On each following reboot (s/w or power cycle) the count of orphan & dead references increments by 1. This surprised me.
For most failed units, the message contains much higher counts and looks like this:

289 of xdatum (2 unchecked, 287 orphan) and 291 of xref (287 dead, 0 orphan)
421 of xdatum (2 unchecked, 419 orphan) and 424 of xref (419 dead, 0 orphan)
228 of xdatum (2 unchecked, 226 orphan) and 233 of xref (226 dead, 0 orphan)

However, some failed units gave this, a lower and less consistent count:

26 of xdatum (2 unchecked, 24 orphan) and 29 of xref (24 dead, 0 orphan)
24 of xdatum (2 unchecked, 22 orphan) and 78 of xref (73 dead, 0 orphan)

The only common feature I can see between all the failed units is that they report a number of "unchecked" nodes. None of the working units appear to report this.

Final Questions
(If you've read this far, thank you!)

Can anyone explain why the orphan & dead references increment on every boot, even when I have disabled all application-level activity? @Lazar-Demin I believe you have also noted this anomaly in another thread, but because it relates to xrefs, did not believe it should cause problems?
Does anyone know the significance of the "unchecked" items in the failed units' messages?

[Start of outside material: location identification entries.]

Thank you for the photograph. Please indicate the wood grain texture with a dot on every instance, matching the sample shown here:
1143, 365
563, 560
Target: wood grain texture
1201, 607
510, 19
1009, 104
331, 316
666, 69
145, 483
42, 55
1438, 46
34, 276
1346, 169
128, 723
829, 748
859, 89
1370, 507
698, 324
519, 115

Would you expect this to cause problems?
Has anyone met a similar problem and found a robust solution?
(If you've read this far, thanks again!)

crispyoz

@handg I don't have a solution for you however I recall reading about an issue with jffs2 on some kernel version. I don't have time to look for it right now but maybe you can look into that.

uname -r to see your kernel version.

handg

@crispyoz Thanks for responding. Our OS on faulty units is reported as:
Linux version 4.14.97 (amery@72f72a0014fa) (gcc version 7.3.0 (OpenWrt GCC 7.3.0 r0+7414-86a74e73e4)) #0 Fri Feb 1 16:26:17 2019
I will search the community for this, if possible.

handg

@crispyoz My search for problems with jffs2 and particular versions of OS did not reveal anything useful, I'm afraid.
Can anyone throw any light on this topic?

Julian1

I was searching for a similar data, had a go at doing likewise yet it didn't worked!